Она на секунду замолчала.

– Впрочем, знаешь, слезы – самое простое, чем можно расплатиться.

– Мама, но что же мне делать, что делать?! Помолвка на исходе субботы, а позвонить Злате и все рассказать я не могу. И раввин ничего не понимает, давит, как танк.

– Он, наверное, думает, будто заботится о твоей пользе, – предположила Беба.

– И я хочу своей пользы. Но я же лучше знаю, что для меня хорошо, а что плохо! Почему же меня никто не слушает?!

– А ты сказал ему, объяснил?

– Я молчал, я все время молчал. Как же он не понял, ведь он такой умный!
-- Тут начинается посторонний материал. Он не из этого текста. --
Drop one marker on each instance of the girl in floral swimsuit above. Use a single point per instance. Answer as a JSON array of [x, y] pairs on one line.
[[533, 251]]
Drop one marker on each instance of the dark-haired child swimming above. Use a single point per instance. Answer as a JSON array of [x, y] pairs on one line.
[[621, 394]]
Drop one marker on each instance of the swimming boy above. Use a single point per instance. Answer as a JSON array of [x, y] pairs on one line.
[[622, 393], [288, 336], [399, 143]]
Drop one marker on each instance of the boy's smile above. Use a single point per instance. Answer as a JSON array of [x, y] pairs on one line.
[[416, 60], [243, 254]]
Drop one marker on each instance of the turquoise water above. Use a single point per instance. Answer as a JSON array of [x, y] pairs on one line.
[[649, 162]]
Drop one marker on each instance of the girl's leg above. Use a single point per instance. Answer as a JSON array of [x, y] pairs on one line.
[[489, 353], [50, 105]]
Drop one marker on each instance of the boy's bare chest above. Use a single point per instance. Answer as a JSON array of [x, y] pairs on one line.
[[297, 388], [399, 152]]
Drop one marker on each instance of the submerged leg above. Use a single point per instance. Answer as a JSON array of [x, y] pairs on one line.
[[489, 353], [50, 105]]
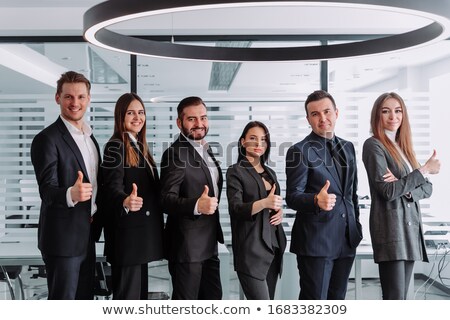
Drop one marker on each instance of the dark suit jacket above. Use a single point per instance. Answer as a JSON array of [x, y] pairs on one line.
[[62, 231], [395, 219], [315, 232], [137, 237], [184, 174], [251, 234]]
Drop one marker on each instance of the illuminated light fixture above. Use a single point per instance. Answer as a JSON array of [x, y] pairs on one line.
[[22, 59], [100, 17]]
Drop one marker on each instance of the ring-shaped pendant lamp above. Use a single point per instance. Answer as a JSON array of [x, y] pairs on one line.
[[98, 18]]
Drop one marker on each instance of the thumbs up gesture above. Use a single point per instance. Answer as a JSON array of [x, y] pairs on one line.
[[273, 201], [432, 166], [325, 200], [207, 204], [81, 191], [133, 202]]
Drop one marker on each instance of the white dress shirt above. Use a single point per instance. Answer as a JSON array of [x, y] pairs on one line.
[[90, 157]]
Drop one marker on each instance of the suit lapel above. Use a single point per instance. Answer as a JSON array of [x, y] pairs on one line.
[[73, 146], [199, 160], [319, 146], [266, 234], [345, 153]]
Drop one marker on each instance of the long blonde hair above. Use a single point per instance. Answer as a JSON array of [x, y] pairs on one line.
[[403, 136]]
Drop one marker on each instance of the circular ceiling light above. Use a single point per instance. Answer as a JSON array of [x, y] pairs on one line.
[[100, 17]]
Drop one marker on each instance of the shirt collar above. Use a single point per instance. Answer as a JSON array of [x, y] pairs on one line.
[[85, 128]]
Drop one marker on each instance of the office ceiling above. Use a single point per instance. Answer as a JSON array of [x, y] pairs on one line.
[[167, 79]]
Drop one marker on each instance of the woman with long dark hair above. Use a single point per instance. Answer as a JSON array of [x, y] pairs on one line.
[[134, 221], [255, 207], [397, 182]]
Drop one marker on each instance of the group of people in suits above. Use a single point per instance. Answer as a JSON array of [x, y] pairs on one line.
[[125, 195]]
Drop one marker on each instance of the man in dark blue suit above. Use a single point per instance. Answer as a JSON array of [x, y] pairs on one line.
[[321, 187], [66, 157]]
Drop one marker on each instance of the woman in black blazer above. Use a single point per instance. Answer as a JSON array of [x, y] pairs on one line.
[[397, 182], [134, 226], [255, 207]]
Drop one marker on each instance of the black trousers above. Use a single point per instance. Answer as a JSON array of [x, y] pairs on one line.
[[130, 282], [70, 278], [395, 277], [196, 280], [256, 289], [324, 278]]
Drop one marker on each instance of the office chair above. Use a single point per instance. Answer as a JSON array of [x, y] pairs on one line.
[[30, 199], [12, 272], [103, 281]]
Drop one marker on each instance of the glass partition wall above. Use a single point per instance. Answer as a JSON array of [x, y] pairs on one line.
[[235, 93]]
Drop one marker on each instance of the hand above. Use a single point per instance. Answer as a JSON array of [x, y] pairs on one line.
[[432, 166], [207, 204], [389, 176], [81, 191], [277, 218], [133, 202], [325, 200], [273, 201]]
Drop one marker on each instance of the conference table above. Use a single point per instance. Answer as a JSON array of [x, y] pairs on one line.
[[13, 253]]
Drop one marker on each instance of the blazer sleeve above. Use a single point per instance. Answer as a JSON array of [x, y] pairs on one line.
[[376, 161], [296, 181], [45, 159], [113, 174], [355, 198], [237, 208]]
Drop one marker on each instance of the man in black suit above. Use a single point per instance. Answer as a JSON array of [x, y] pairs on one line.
[[191, 182], [66, 157], [321, 187]]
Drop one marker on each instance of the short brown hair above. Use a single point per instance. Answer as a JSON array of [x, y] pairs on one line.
[[72, 77], [316, 96]]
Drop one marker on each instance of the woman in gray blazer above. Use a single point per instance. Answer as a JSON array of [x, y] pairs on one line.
[[255, 208], [397, 182]]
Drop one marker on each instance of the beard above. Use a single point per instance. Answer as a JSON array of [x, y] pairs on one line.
[[195, 133]]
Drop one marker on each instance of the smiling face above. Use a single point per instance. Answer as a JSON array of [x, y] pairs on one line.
[[73, 101], [322, 116], [134, 117], [391, 114], [194, 122], [255, 143]]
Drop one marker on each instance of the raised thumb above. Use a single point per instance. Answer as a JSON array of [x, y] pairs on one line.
[[206, 191], [80, 177], [326, 186], [134, 191], [272, 191]]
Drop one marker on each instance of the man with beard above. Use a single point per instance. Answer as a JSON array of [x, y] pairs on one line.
[[191, 185]]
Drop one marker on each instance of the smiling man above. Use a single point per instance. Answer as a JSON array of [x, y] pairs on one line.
[[321, 186], [191, 182], [65, 156]]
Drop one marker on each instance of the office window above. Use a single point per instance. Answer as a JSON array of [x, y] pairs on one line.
[[29, 72], [419, 76]]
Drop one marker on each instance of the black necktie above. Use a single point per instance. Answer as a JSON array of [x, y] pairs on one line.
[[338, 159]]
– Значит, не такой, – ответила Беба. – Он, в конце концов, еще довольно молод, и жизнь его, слава Б- гу, сложилась благополучно. Есть боль, которую может понять лишь тот, кто страдал сам.

– Давай удерем, – предложила она спустя несколько минут. – Поедем к Фане в Маалот. Там нас не найдут. А сюда пусть звонят, приходят – нет нас и нет.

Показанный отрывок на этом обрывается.